Yup, if you just can’t empathize with people and generally don’t value human life very much, this is actually a pretty decent time to be alive.

That’s not to say I’m 100% pleased with covid-19. I’m sick of the news talking about nothing else. I’m already tired of hearing about the coronavirus, I don’t want to be stuck reading about nothing but it for the next month or two. Blech.

Oh another thing I don’t like is how lots of people are saying melodramatic shit like, “be strong, we WILL get through this!” Of course we’ll get through it. It’s a fucking illness that is only killing old and sick people, everyone else is just getting the sniffles. Who needs to look to such heroic posturing just to make it through these days? Is staying home and entertaining yourself really that bad? Shit, man. Think of what so many other people have lived through — war, torture, famine, displacement — if they can make it through that kind of shit, I don’t want to hear people acting like this is remotely difficult. Being limited to a cozy home with running water, cupboards full of food, and myriad forms of entertainment is not a challenge. This is still heaven, and if you don’t think so, I hope that one day, you have to confront truly adverse conditions to see what suffering is and what people can get through when they have no other choice.

Now I’m going to get back to practicing paradiddles on my drum kit because that’s how I’ve been spending some of my free time right now. It’s been really nice. They sound awesome, and once I get into the groove of it the muscle memory takes over and it’s pretty zen.

Oh, unrelated but I wanted to mention that I’ve been tripping out when I dry my hair lately. The sounds I hear of the towel rubbing my head don’t seem to sync up with the actual movements. It’s really weird. I like it though, tripping out is neat.

oh boy oh boy

For the first time in a long time, I’m excited about the upcoming summer. Usually I dread summer because of the heat and sun and droughts and wildfires, and I’m sure there will be lots of those things and lots of dread to go along with them, but I’ve also got some fun stuff already planned for summer that I’m really looking forward to. There’s Liam and Chantelle’s wedding, Paul and Kate’s wedding, a day trip to Port Alberni Jenn and I planned last week that will include a hike to a trestle, lunch at an old fashioned drive-in restaurant, thrift shopping (it’s great in Port Alberni), and then swimming the Hole in the Wall…

photo1jpg

PA’s Hole in the Wall. It’s a pretty spot.

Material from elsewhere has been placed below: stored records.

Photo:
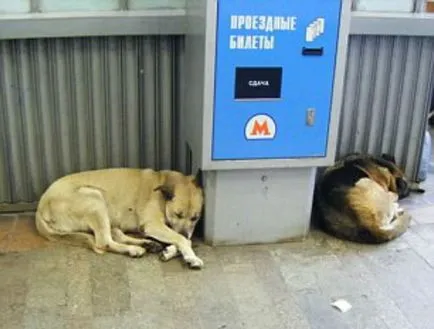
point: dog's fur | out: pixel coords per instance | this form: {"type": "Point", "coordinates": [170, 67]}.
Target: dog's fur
{"type": "Point", "coordinates": [357, 199]}
{"type": "Point", "coordinates": [98, 207]}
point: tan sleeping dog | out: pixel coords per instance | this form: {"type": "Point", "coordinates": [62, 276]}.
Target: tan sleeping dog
{"type": "Point", "coordinates": [162, 205]}
{"type": "Point", "coordinates": [356, 199]}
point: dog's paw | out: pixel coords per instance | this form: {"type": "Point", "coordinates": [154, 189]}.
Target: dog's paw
{"type": "Point", "coordinates": [168, 253]}
{"type": "Point", "coordinates": [154, 247]}
{"type": "Point", "coordinates": [136, 251]}
{"type": "Point", "coordinates": [194, 262]}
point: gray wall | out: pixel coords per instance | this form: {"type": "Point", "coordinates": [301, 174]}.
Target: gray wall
{"type": "Point", "coordinates": [82, 103]}
{"type": "Point", "coordinates": [388, 88]}
{"type": "Point", "coordinates": [75, 104]}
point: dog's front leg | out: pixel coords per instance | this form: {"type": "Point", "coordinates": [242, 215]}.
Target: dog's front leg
{"type": "Point", "coordinates": [169, 252]}
{"type": "Point", "coordinates": [164, 234]}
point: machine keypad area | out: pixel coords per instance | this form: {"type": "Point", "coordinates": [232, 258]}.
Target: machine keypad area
{"type": "Point", "coordinates": [258, 83]}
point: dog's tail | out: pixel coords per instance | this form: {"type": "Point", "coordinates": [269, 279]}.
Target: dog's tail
{"type": "Point", "coordinates": [42, 220]}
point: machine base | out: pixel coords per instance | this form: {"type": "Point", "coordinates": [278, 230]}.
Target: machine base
{"type": "Point", "coordinates": [258, 206]}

We’re also inviting friends to our place up island for our 10th wedding anniversary, which we’re doing on the same weekend as a big local event so there should be lots going on and lots of friends around which will make for a good time.

And now that our cabin up there is mostly finished, I’m excited to head north more frequently and spend more time at it, continuing to work on little things but also to just spend time relaxing and having fun, getting to know the community and area better.

I should have our travel trailer repairs done by summer too so if we have time, it would be nice to do another small road trip and check out some more places.

That’s already a bunch of fun stuff. Between all that and the usual summer fun like BBQ’s and hitting the quarry and fish ladders with friends, I feel like it’s already going to be a pretty bustling, enjoyable time.

Unless this turns out to be the year that Vancouver Island burns to a cinder, which is an ominous possibility.

scorched_1a-copy

That would be kind of fun too though.